Dengan hadiah-hadiah yang nilainya sebanding dengan apa yang mereka ambil dari kita, para penjajah memanfaatkan keluguan sebagian sultan dan raja-raja Nusantara. Mereka membeli Indonesia dengan harga yang sangat murah.
Namun, ada sultan-sultan dan raja-raja Nusantara yang tidak bisa dibeli oleh Belanda. Mereka yang memahami strategi ekonomi Belanda menolak untuk tunduk dengan iming-iming dan perhiasan. Banyak di antara mereka akhirnya dilawan oleh saudara sebangsanya yang telah dibeli oleh Belanda, karena hasutan, berita bohong, dan usaha Belanda untuk memecah belah.

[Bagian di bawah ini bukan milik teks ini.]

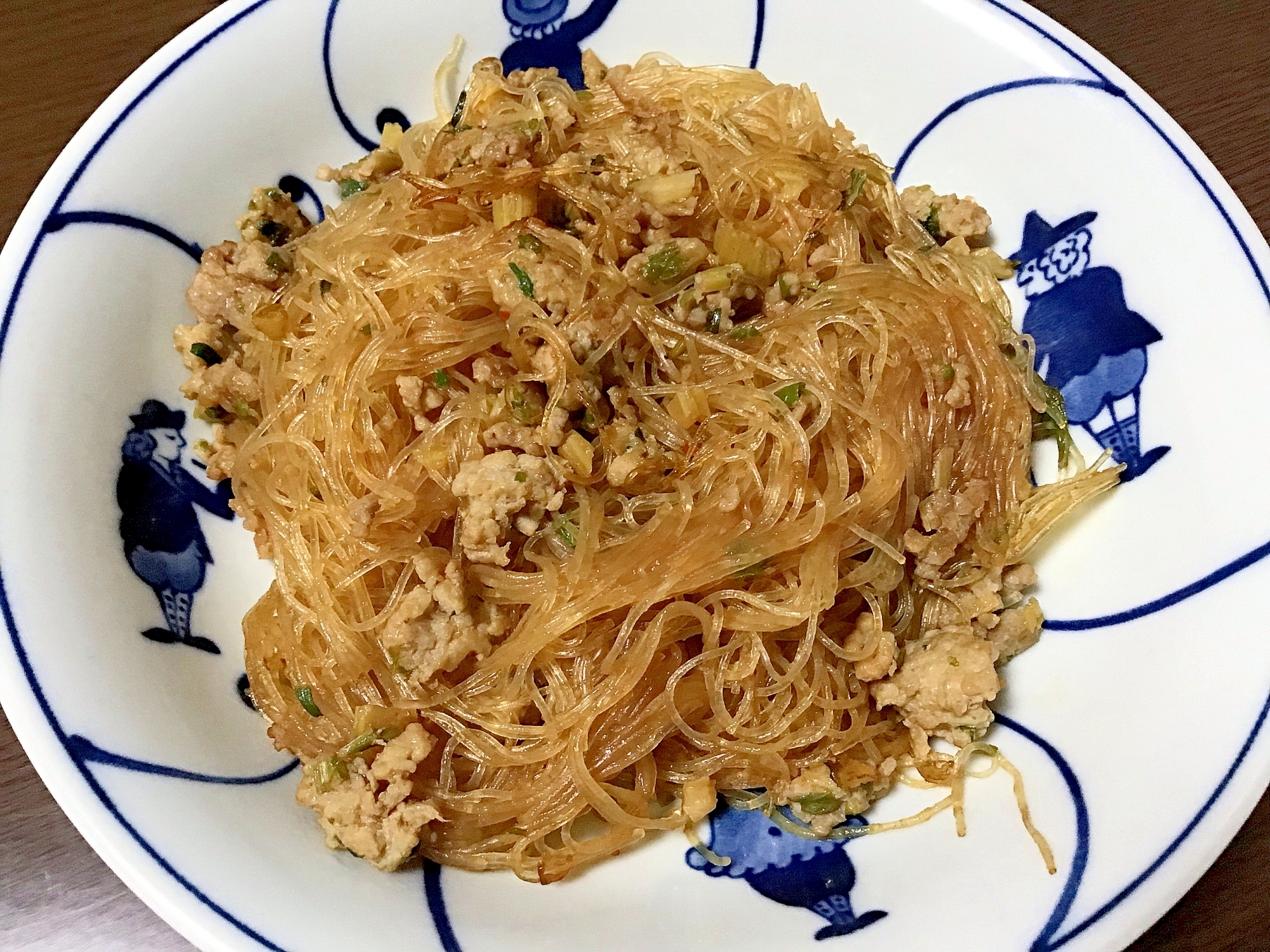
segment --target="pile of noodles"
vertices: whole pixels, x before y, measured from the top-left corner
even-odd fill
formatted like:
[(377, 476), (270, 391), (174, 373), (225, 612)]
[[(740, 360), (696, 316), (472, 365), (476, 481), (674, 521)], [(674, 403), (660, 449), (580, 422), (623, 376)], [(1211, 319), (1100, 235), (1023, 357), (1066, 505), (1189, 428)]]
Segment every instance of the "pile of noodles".
[[(461, 122), (406, 131), (401, 168), (372, 175), (290, 246), (277, 301), (293, 325), (282, 339), (244, 335), (260, 401), (224, 437), (239, 505), (277, 567), (244, 622), (271, 736), (310, 763), (349, 741), (362, 706), (413, 712), (438, 739), (414, 779), (442, 815), (420, 852), (544, 882), (683, 828), (691, 781), (745, 791), (822, 763), (857, 778), (878, 777), (886, 758), (912, 764), (911, 731), (874, 704), (853, 663), (880, 627), (918, 638), (945, 595), (1017, 564), (1115, 481), (1095, 467), (1031, 484), (1045, 396), (997, 278), (903, 211), (889, 170), (826, 122), (810, 90), (650, 57), (620, 85), (594, 63), (591, 79), (579, 95), (551, 75), (512, 86), (486, 69)], [(568, 128), (561, 109), (577, 119)], [(664, 114), (674, 121), (658, 127)], [(709, 245), (729, 220), (795, 269), (827, 248), (818, 288), (751, 317), (744, 335), (672, 317), (691, 275), (660, 294), (631, 288), (627, 232), (584, 188), (594, 156), (624, 168), (631, 117), (698, 171), (696, 211), (671, 221), (676, 235)], [(464, 123), (514, 122), (542, 123), (551, 162), (456, 161), (455, 140), (480, 131)], [(554, 161), (568, 154), (578, 161)], [(526, 188), (536, 216), (495, 228), (491, 202)], [(544, 211), (552, 202), (558, 212)], [(570, 227), (577, 216), (587, 228)], [(605, 331), (582, 363), (559, 315), (532, 301), (508, 312), (491, 294), (489, 275), (526, 234), (566, 265), (564, 325), (589, 317)], [(540, 347), (563, 372), (541, 372)], [(474, 378), (483, 354), (541, 382), (549, 413), (580, 402), (596, 432), (612, 415), (603, 393), (625, 387), (663, 453), (616, 487), (605, 479), (615, 451), (596, 432), (591, 475), (547, 451), (568, 477), (572, 545), (547, 523), (513, 538), (507, 567), (465, 564), (472, 597), (514, 627), (420, 688), (380, 636), (419, 584), (411, 557), (460, 552), (450, 485), (488, 452), (480, 434), (499, 393)], [(952, 362), (969, 368), (960, 409), (939, 397)], [(396, 380), (438, 371), (450, 400), (419, 429)], [(773, 396), (798, 383), (801, 415)], [(688, 387), (705, 391), (709, 416), (685, 428), (664, 407)], [(921, 529), (918, 503), (972, 480), (991, 494), (970, 537), (940, 578), (916, 578), (902, 537)], [(368, 528), (349, 513), (367, 494), (378, 499)], [(861, 612), (883, 626), (848, 651)]]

Salah satu sultan Nusantara yang tidak tergoyahkan dalam sikapnya melawan Belanda adalah Sultan Agung. Meski tidak berhasil merebut Batavia secara keseluruhan, tekad dan semangat untuk mengusir VOC menjadi sejarah Sultan Agung. Bahkan sampai akhir hayatnya, Sultan Agung tetap tidak mau berdamai dengan VOC meskipun diberikan tawaran yang menjanjikan.
Sultan Agung Adi Prabu Hanyakrakusuma lahir tahun 1593 di Kotagede, Yogyakarta. Ia adalah Sultan Mataram keempat yang memerintah dari tahun 1613 hingga 1645.
Seorang sultan sekaligus senapati yang terampil, ia membangun dan mengonsolidasikan kesultanan menjadi kekuatan teritorial dan militer yang besar. Sultan Agung dihormati di Jawa baik untuk perjuangannya membela Tanah Air, warisan tradisi, maupun budaya yang ia berikan bagi negara.
Nama aslinya adalah Raden Mas Jatmika atau Raden Mas Rangsang. Ayahnya adalah raja kedua Mataram, sedangkan ibunya adalah putri Pangeran Benawa Raja Pajang. Pada awal pemerintahannya, Mas Rangsang bergelar Panembahan Agung. Setelah menaklukkan Madura tahun 1624, dia mengganti gelarnya menjadi Susuhunan Agung atau disingkat Sunan Agung.
Pada tahun 1613, Sultan Agung naik takhta. Pada tahun 1614, VOC mengirim duta untuk mengajak Sultan Agung bekerja sama namun ditolak mentah-mentah.
Meskipun Mataram dilanda gagal panen pada tahun 1618 akibat perang melawan Surabaya, Sultan Agung tetap menolak bekerja sama dengan VOC. Ia juga mencoba menjalin hubungan dengan Portugis untuk menghancurkan VOC-Belanda, namun hubungan tersebut diputus pada tahun 1635 karena menyadari posisi Portugis saat itu sudah lemah.
Sultan Agung berhasil menjadikan Mataram sebagai kerajaan besar melalui kebudayaan dan pengenalan sistem pertanian yang adiluhung kepada rakyatnya. Wilayah luar Jawa yang berhasil ditundukkan adalah Palembang di Sumatra pada 1636 dan Sukadana di Kalimantan pada 1622. Sultan Agung juga menjalin hubungan diplomatik dengan Makassar, negeri terkuat di Sulawesi saat itu.